80556f70 f79710ef 89631d78 805570fc 898a2000 0x0
80556f9c b8b7345c 8968a9b0 00000000 00000014 NDIS!ndisMTransferData+0x109
80556fc8 f79710ef 89631d78 805570fc 8968a328 ipfw+0x1645c
80556ff4 b8c8c0a6 89903f40 00000000 00000014 NDIS!ndisMTransferData+0x109
80557014 f79710ef 89631d78 805570fc 89686648 psched!MpTransferData+0x3c
80557040 b89d1239 8974b508 00000000 00000014 NDIS!ndisMTransferData+0x109
80557060 b89b16c6 896d5e70 00000000 00000000 tcpip!ARPXferData+0x26
8055710c b89a3928 89723ad0 890f87fa 0000001a tcpip!IPRcvPacket+0x32b
8055714c b89a86ef 00000000 00000000 890f87d8 tcpip!ARPRcvIndicationNew+0x149
8055717c f797dad6 896d5e70 00000000 890f87d8 tcpip!ARPRcv+0x42
805571b0 b8c8c5d7 896868a8 00000000 890f87d8 NDIS!EthFilterDprIndicateReceive+0xe0
805571f0 f797dad6 89686648 00000000 890f87d8 psched!ClReceiveIndication+0x21b
80557224 b8b72351 89686b18 00000000 890f87d8 NDIS!EthFilterDprIndicateReceive+0xe0
8055726c b8b6cad8 00000002 890f87a8 ffffffff ipfw+0x15351
80557298 b8b6c544 890f87a8 fffffffd ffffffff ipfw+0xfad8
805572c4 b8b6764f 00000000 00000001 805572e0 ipfw+0xf544
805572d4 b8b727bc 00000000 805573fc 804e2b6e ipfw+0xa64f
805572e0 804e2b6e b8b77658 00000000 298a0ca4 ipfw+0x157bc
805573fc 804e209d 80561f20 ffdff9c0 ffdff000 nt!KiTimerListExpire+0x14b
80557428 804dcd22 80562320 00000000 003c0627 nt!KiTimerExpiration+0xb1
80557440 80561cc0 ffdffc50 00000000 80561cc0 nt!KiRetireDpcList+0x61
80557450 804dcc07 00000000 0000000e 00000000 nt!KiIdleThread0
80557454 00000000 0000000e 00000000 00000000 nt!KiIdleLoop+0x28


STACK_COMMAND:  kb

FOLLOWUP_IP:
ipfw+1645c
b8b7345c ??              ???

SYMBOL_STACK_INDEX:  2

SYMBOL_NAME:  ipfw+1645c

FOLLOWUP_NAME:  MachineOwner

MODULE_NAME: ipfw

IMAGE_NAME:  ipfw.sys

DEBUG_FLR_IMAGE_TIMESTAMP:  4ba75e39

FAILURE_BUCKET_ID:  0xD1_CODE_AV_NULL_IP_ipfw+1645c

BUCKET_ID:  0xD1_CODE_AV_NULL_IP_ipfw+1645c

Followup: MachineOwner
---------

So ipfw seems to cause this error.
Do you ever had similar errors with ipfw?
Any ideas of a possible issue on my vm’s which could be incompatible to ipfw?

Regards Nils

I largely just use VMWare so haven’t had a chance to test in other VM environments but dummynet has been tested on quite a wide range of hardware and drivers so I’d tend to suspect the Xen guest drivers.
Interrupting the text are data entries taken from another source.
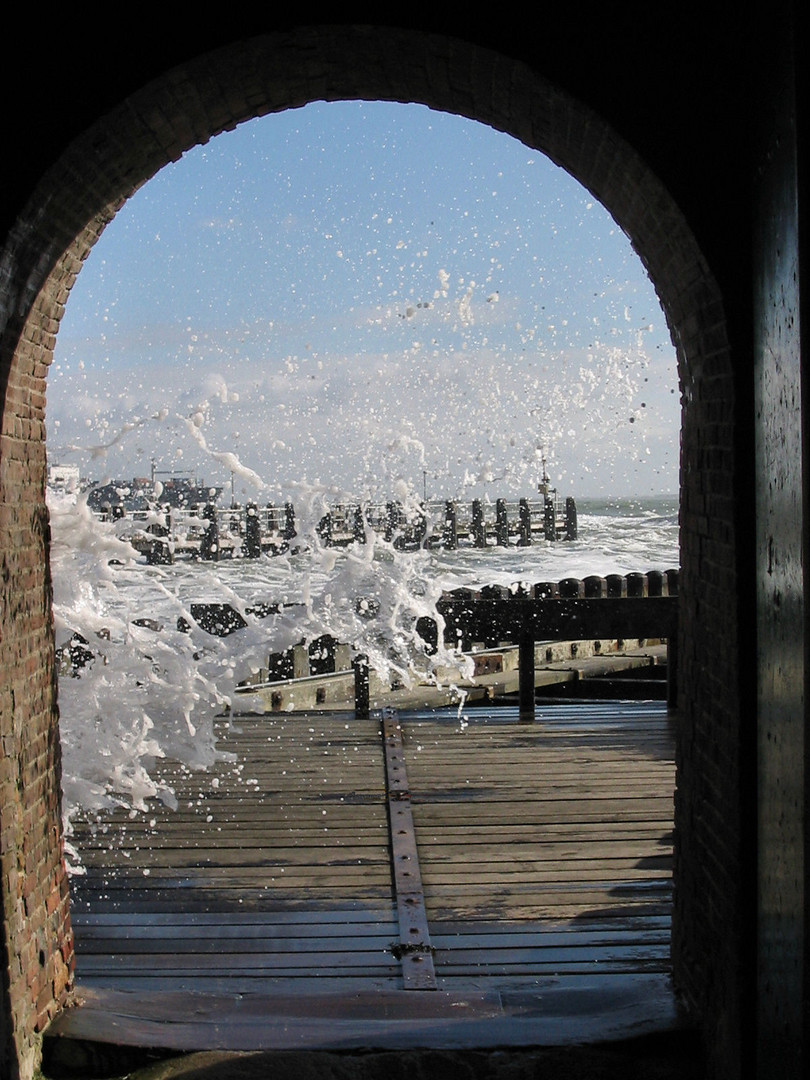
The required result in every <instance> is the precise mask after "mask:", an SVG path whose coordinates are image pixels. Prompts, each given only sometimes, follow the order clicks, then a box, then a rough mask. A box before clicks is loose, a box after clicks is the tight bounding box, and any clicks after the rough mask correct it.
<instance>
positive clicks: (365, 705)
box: [195, 569, 678, 716]
mask: <svg viewBox="0 0 810 1080" xmlns="http://www.w3.org/2000/svg"><path fill="white" fill-rule="evenodd" d="M677 593H678V571H677V570H675V569H672V570H666V571H660V570H651V571H649V572H647V573H627V575H608V576H607V577H604V578H602V577H596V576H589V577H585V578H582V579H580V578H566V579H563V580H562V581H557V582H551V581H544V582H538V583H536V584H531V585H528V584H526V583H521V584H518V585H515V586H512V588H509V586H501V585H488V586H484V588H482V589H480V590H456V591H454V592H451V593H447V594H445V595H444V596H443V597H442V598H441V599H440V600H438V603H437V604H436V613H437V618H436V619H431V618H421V619H419V620H418V621H417V624H416V629H417V632H418V633H419V635H420V636H421V638H422V639H423V642H424V643H426V649H427V651H428V652H433V653H435V652H436V651H437V645H438V634H440V626H441V633H442V635H443V642H444V644H445V646H447V647H449V648H451V649H456V650H458V651H460V652H464V653H470V654H471V656H472V658H473V661H474V664H475V675H476V677H477V680H478V683H480V685H481V686H482V687H485V688H487V689H489V690H491V688H492V687H495V688H497V689H498V692H510V691H511V690H513V689H518V691H519V706H521V714H522V715H526V716H528V715H529V714H534V710H535V689H536V686H537V685H538V678H537V671H538V667H539V665H541V664H543V663H546V664H549V665H551V667H550V669H549V670H550V671H551V670H553V667H554V665H555V664H558V662H559V661H561V660H562V654H557V653H556V652H555V651H554V649H553V647H552V646H551V645H548V646H545V647H544V648H538V643H554V642H566V643H577V648H572V649H570V650H569V652H570V657H569V659H573V658H575V657H576V656H577V652H578V651H579V658H580V660H582V659H585V658H589V657H597V656H599V654H602V656H603V657H604V656H606V654H608V653H611V652H612V653H618V652H624V651H625V649H630V650H631V651H632V650H638V649H639V648H643V647H644V645H645V643H646V642H654V643H659V642H660V643H663V644H664V645H665V652H666V658H665V659H666V664H667V678H669V680H670V681H669V687H667V699H669V700H670V702H671V704H674V703H675V681H674V671H675V661H674V656H675V648H676V642H677V616H678V610H677ZM198 607H199V608H200V610H199V611H198V612H197V616H195V617H199V618H200V620H201V625H203V626H205V623H204V622H202V618H203V617H205V618H208V619H211V620H213V622H212V623H211V626H212V630H211V632H213V633H220V634H225V633H230V632H232V630H233V629H235V627H234V626H232V625H231V624H230V623H229V622H228V620H227V619H225V618H224V616H222V613H221V612H220V611H218V610H217V612H208V611H207V610H206V607H207V606H205V605H199V606H198ZM219 607H221V605H219V606H218V608H219ZM217 627H219V629H217ZM205 629H208V626H205ZM579 643H581V644H579ZM608 666H609V665H608ZM586 669H588V665H586V664H585V665H584V669H583V670H586ZM568 670H570V669H568ZM510 673H512V674H511V675H510ZM599 673H600V674H604V672H599ZM497 674H502V675H503V678H501V679H495V680H491V679H489V680H487V679H483V680H482V678H481V677H482V676H488V675H497ZM508 676H509V677H508ZM568 677H570V676H569V675H566V674H562V672H561V673H559V674H558V675H557V676H556V678H557V679H558V680H559V681H563V680H565V679H566V678H568ZM554 680H555V678H554V677H552V675H549V676H548V677H546V678H545V681H554ZM541 681H542V680H541ZM513 683H516V686H515V687H513V686H512V684H513ZM489 684H491V687H490V686H489ZM293 687H294V688H295V692H292V691H293ZM402 690H403V688H402V687H399V686H393V685H384V686H383V685H382V683H381V681H380V679H379V677H378V676H377V675H376V673H374V672H373V671H370V670H369V666H368V661H367V658H366V657H365V656H364V654H362V653H360V652H357V651H356V650H352V649H351V648H350V647H349V646H348V645H345V644H341V643H339V642H337V640H336V639H335V638H334V637H332V636H330V635H324V636H322V637H319V638H318V639H316V640H315V642H312V643H310V644H309V645H307V644H306V643H302V644H301V645H298V646H294V647H293V648H289V649H286V650H284V651H282V652H271V653H270V654H269V656H268V660H267V666H266V667H262V669H261V670H260V671H259V672H257V673H256V675H255V677H254V678H253V679H251V680H249V683H246V684H245V685H244V686H243V687H241V688H240V692H241V693H243V694H259V696H261V698H262V700H264V701H266V703H267V704H268V711H273V712H280V711H286V710H289V708H295V710H298V708H300V707H319V706H332V707H335V705H336V703H337V702H343V703H346V702H347V701H348V702H351V700H352V698H353V702H354V708H355V711H356V712H357V714H359V715H367V713H368V711H369V708H372V707H373V704H374V703H377V704H380V703H381V704H388V703H390V702H391V701H392V700H393V698H395V697H396V694H397V692H399V691H402ZM420 692H421V693H422V696H423V691H420ZM400 697H401V698H403V700H405V699H408V694H403V693H400ZM408 704H409V705H413V702H411V701H410V700H409V699H408ZM400 706H401V703H400V702H397V707H400Z"/></svg>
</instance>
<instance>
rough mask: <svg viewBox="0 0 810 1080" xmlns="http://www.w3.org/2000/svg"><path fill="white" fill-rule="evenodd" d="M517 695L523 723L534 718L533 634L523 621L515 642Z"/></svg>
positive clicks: (534, 702) (534, 712)
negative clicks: (516, 665)
mask: <svg viewBox="0 0 810 1080" xmlns="http://www.w3.org/2000/svg"><path fill="white" fill-rule="evenodd" d="M517 691H518V692H517V697H518V702H519V717H521V720H522V721H523V723H527V721H531V720H534V719H535V635H534V634H532V633H531V631H530V630H529V629H528V626H527V625H526V624H525V623H524V625H523V627H522V630H521V638H519V642H518V643H517Z"/></svg>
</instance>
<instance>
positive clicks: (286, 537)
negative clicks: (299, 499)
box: [284, 502, 295, 540]
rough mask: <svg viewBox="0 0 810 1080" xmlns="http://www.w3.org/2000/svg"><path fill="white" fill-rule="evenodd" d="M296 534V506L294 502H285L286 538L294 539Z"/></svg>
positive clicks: (284, 530) (284, 524)
mask: <svg viewBox="0 0 810 1080" xmlns="http://www.w3.org/2000/svg"><path fill="white" fill-rule="evenodd" d="M294 536H295V507H294V505H293V503H292V502H285V503H284V539H285V540H292V539H293V537H294Z"/></svg>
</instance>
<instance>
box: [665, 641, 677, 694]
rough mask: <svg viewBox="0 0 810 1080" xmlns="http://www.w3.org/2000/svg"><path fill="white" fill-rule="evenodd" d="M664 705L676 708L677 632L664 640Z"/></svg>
mask: <svg viewBox="0 0 810 1080" xmlns="http://www.w3.org/2000/svg"><path fill="white" fill-rule="evenodd" d="M666 705H667V708H677V706H678V632H677V629H676V630H675V633H674V634H672V635H671V636H670V637H667V638H666Z"/></svg>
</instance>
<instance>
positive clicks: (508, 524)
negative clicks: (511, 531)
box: [495, 499, 509, 548]
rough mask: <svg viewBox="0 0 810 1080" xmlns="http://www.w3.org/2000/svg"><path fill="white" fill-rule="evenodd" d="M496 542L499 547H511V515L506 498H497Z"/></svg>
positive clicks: (495, 533)
mask: <svg viewBox="0 0 810 1080" xmlns="http://www.w3.org/2000/svg"><path fill="white" fill-rule="evenodd" d="M495 542H496V543H497V544H498V546H499V548H509V515H508V514H507V500H505V499H496V502H495Z"/></svg>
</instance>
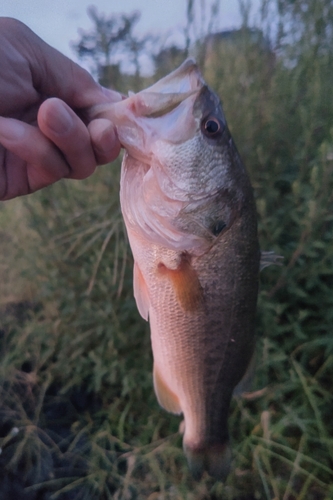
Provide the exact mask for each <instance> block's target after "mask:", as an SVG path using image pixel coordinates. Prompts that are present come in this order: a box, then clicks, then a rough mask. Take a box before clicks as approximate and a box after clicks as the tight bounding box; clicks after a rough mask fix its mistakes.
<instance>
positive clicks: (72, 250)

They also run fine on EC2 which is Xen-based but it uses the RedHat paravirtual drivers if I remember correctly.

Do you have different options for the type of network adapter the VM emulates?
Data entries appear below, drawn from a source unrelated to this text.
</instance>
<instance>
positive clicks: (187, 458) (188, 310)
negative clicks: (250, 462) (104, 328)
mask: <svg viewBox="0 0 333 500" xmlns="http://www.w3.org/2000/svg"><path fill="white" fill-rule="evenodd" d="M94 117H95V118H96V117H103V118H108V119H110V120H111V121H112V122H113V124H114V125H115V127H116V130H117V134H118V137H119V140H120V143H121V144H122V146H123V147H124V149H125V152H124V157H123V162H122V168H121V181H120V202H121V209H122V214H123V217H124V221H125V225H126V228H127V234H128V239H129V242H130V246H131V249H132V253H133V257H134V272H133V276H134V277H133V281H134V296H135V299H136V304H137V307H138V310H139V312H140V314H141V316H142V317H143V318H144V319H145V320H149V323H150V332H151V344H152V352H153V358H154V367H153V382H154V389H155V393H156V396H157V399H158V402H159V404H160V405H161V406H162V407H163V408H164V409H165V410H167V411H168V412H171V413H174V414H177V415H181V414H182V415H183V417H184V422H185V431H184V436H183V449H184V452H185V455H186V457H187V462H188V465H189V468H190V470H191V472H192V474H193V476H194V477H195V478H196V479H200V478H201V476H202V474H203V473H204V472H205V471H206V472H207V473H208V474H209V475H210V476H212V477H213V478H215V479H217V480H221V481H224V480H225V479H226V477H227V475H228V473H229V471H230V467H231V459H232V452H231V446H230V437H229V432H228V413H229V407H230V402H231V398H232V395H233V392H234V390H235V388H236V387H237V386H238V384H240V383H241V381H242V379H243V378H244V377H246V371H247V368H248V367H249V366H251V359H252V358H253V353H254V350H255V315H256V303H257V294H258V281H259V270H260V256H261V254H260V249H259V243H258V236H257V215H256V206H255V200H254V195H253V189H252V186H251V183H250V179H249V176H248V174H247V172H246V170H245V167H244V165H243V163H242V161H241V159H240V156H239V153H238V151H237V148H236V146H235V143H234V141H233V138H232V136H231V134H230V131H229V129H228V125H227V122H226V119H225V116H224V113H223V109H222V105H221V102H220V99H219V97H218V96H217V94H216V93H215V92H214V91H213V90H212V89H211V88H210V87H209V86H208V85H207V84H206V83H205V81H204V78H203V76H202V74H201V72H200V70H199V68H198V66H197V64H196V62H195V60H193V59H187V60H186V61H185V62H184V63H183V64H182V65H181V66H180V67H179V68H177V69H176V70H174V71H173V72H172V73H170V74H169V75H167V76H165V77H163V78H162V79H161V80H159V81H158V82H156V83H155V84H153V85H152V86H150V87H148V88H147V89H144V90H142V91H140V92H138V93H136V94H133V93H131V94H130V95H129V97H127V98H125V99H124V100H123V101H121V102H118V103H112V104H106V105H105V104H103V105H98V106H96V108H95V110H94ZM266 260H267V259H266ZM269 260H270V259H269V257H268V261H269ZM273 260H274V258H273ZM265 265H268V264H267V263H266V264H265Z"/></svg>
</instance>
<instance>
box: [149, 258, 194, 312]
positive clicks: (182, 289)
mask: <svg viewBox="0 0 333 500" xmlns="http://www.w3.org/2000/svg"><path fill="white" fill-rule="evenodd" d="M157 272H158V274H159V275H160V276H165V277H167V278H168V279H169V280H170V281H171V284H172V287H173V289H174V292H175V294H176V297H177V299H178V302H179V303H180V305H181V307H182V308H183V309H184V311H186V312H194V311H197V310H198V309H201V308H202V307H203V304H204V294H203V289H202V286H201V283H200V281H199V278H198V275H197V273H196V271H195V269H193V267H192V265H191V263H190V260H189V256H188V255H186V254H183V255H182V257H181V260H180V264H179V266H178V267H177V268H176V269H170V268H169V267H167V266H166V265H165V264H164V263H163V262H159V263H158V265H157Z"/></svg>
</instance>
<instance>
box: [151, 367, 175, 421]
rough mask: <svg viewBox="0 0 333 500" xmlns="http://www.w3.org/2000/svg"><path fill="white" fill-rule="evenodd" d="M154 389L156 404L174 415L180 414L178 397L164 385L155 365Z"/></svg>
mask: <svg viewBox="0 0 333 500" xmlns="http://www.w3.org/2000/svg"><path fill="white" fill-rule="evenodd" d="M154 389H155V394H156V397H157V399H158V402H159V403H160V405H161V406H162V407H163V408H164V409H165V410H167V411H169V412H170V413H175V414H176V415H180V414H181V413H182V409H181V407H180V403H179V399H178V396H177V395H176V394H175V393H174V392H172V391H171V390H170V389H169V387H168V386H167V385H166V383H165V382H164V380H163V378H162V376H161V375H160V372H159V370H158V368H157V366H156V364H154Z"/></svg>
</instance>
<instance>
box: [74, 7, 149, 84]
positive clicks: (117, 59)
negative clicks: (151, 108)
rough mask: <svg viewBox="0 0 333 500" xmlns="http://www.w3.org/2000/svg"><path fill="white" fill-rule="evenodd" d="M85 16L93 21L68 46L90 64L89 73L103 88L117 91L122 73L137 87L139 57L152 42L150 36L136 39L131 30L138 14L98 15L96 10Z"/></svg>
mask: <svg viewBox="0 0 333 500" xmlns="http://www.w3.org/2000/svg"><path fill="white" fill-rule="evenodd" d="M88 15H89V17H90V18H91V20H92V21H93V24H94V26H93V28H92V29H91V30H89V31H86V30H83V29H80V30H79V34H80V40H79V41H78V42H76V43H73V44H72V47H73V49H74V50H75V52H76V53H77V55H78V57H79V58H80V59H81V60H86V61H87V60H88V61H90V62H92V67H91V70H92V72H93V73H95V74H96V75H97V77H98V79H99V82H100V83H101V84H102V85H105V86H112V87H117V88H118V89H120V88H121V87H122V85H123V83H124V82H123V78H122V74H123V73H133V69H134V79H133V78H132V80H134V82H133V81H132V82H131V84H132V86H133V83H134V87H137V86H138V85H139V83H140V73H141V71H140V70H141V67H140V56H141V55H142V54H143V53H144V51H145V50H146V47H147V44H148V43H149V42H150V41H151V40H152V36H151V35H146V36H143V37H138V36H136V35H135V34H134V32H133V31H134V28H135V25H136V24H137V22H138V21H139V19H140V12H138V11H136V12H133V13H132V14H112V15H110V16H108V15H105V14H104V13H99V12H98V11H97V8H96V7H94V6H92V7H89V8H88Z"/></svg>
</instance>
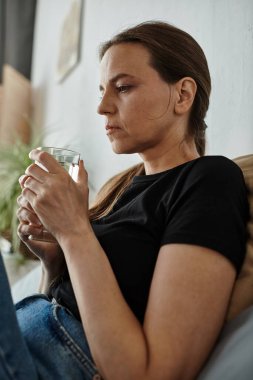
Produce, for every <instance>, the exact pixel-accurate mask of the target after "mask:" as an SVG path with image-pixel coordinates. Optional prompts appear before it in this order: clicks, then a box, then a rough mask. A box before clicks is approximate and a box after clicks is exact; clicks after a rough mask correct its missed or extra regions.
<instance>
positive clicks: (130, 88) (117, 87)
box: [99, 84, 133, 100]
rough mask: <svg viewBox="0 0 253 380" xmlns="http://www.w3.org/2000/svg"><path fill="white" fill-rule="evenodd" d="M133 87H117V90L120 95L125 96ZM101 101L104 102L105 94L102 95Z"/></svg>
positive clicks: (101, 96)
mask: <svg viewBox="0 0 253 380" xmlns="http://www.w3.org/2000/svg"><path fill="white" fill-rule="evenodd" d="M132 87H133V86H130V85H129V84H128V85H127V84H126V85H122V86H116V90H117V91H118V92H119V93H120V94H124V93H126V92H128V91H129V90H130V89H131V88H132ZM99 99H100V100H102V99H103V94H101V95H100V96H99Z"/></svg>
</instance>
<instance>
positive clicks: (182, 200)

I have different driver-versions for the citrix ethernet-adapter on the vm’s. Is it possible to use a newer version of ipfw which supports the newest xen desktop drivers.
My IT-admins don’t really like to remain on an older version of the xen desktop drivers…
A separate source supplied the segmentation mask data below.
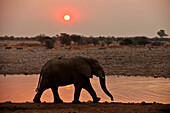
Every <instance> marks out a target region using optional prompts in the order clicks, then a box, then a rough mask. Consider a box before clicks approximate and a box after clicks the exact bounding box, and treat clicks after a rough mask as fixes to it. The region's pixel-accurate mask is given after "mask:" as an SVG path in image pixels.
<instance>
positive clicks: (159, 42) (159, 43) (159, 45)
mask: <svg viewBox="0 0 170 113" xmlns="http://www.w3.org/2000/svg"><path fill="white" fill-rule="evenodd" d="M164 44H165V43H162V42H157V41H155V42H153V43H152V44H151V45H152V46H163V45H164Z"/></svg>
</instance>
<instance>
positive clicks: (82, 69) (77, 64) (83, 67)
mask: <svg viewBox="0 0 170 113" xmlns="http://www.w3.org/2000/svg"><path fill="white" fill-rule="evenodd" d="M76 70H77V72H78V73H79V74H81V75H84V76H85V77H88V78H92V74H91V68H90V65H89V64H88V62H86V61H84V60H78V61H77V63H76Z"/></svg>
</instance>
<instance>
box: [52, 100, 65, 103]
mask: <svg viewBox="0 0 170 113" xmlns="http://www.w3.org/2000/svg"><path fill="white" fill-rule="evenodd" d="M54 103H63V101H62V100H54Z"/></svg>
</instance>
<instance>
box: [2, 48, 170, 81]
mask: <svg viewBox="0 0 170 113" xmlns="http://www.w3.org/2000/svg"><path fill="white" fill-rule="evenodd" d="M60 56H62V57H74V56H85V57H92V58H96V59H98V60H99V62H100V63H101V64H102V66H103V67H104V70H105V72H106V74H107V75H125V76H153V77H165V78H167V77H168V78H169V77H170V68H169V67H170V48H152V50H149V49H148V48H127V49H122V48H115V49H113V48H112V49H109V48H108V49H99V48H87V49H83V50H67V49H60V50H47V49H44V48H35V49H23V50H16V49H11V50H4V49H1V50H0V59H1V60H0V74H38V73H39V72H40V70H41V67H42V66H43V64H44V63H45V62H47V61H48V60H49V59H51V58H54V57H60Z"/></svg>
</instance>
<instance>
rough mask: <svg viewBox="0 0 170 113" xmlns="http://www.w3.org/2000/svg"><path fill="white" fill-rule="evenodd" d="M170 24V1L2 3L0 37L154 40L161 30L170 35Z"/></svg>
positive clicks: (10, 2)
mask: <svg viewBox="0 0 170 113" xmlns="http://www.w3.org/2000/svg"><path fill="white" fill-rule="evenodd" d="M64 14H70V15H71V20H70V21H69V22H65V21H64V20H63V16H64ZM169 21H170V0H0V36H4V35H9V36H10V35H13V36H36V35H38V34H40V33H44V34H46V35H50V36H54V35H56V34H58V33H61V32H66V33H70V34H81V35H85V36H90V35H93V36H101V35H102V36H116V37H117V36H136V35H145V36H148V37H154V36H156V32H157V31H158V30H160V29H164V30H165V31H166V33H167V34H169V35H170V22H169Z"/></svg>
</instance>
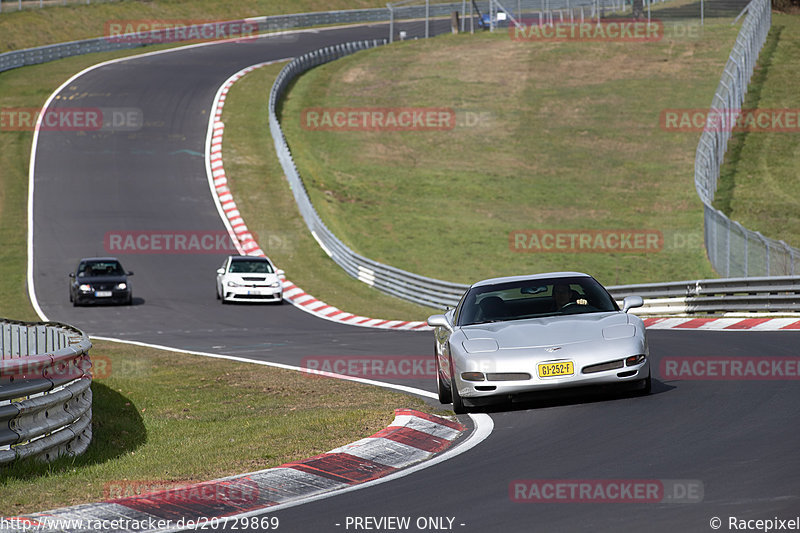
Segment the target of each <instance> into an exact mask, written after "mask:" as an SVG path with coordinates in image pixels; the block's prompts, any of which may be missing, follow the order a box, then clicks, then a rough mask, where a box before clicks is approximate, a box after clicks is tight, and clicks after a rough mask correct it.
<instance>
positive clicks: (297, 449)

There is no newer version of ipfw. Given that I haven’t seen ipfw crash anything else, I’d be more inclined that the issue is with the citrix drivers. Are the IT admins comfortable with running the default Microsoft drivers? There will be a little more overhead than with the paravirtual drivers but the web testing isn’t network intensive and it shouldn’t be a big issue.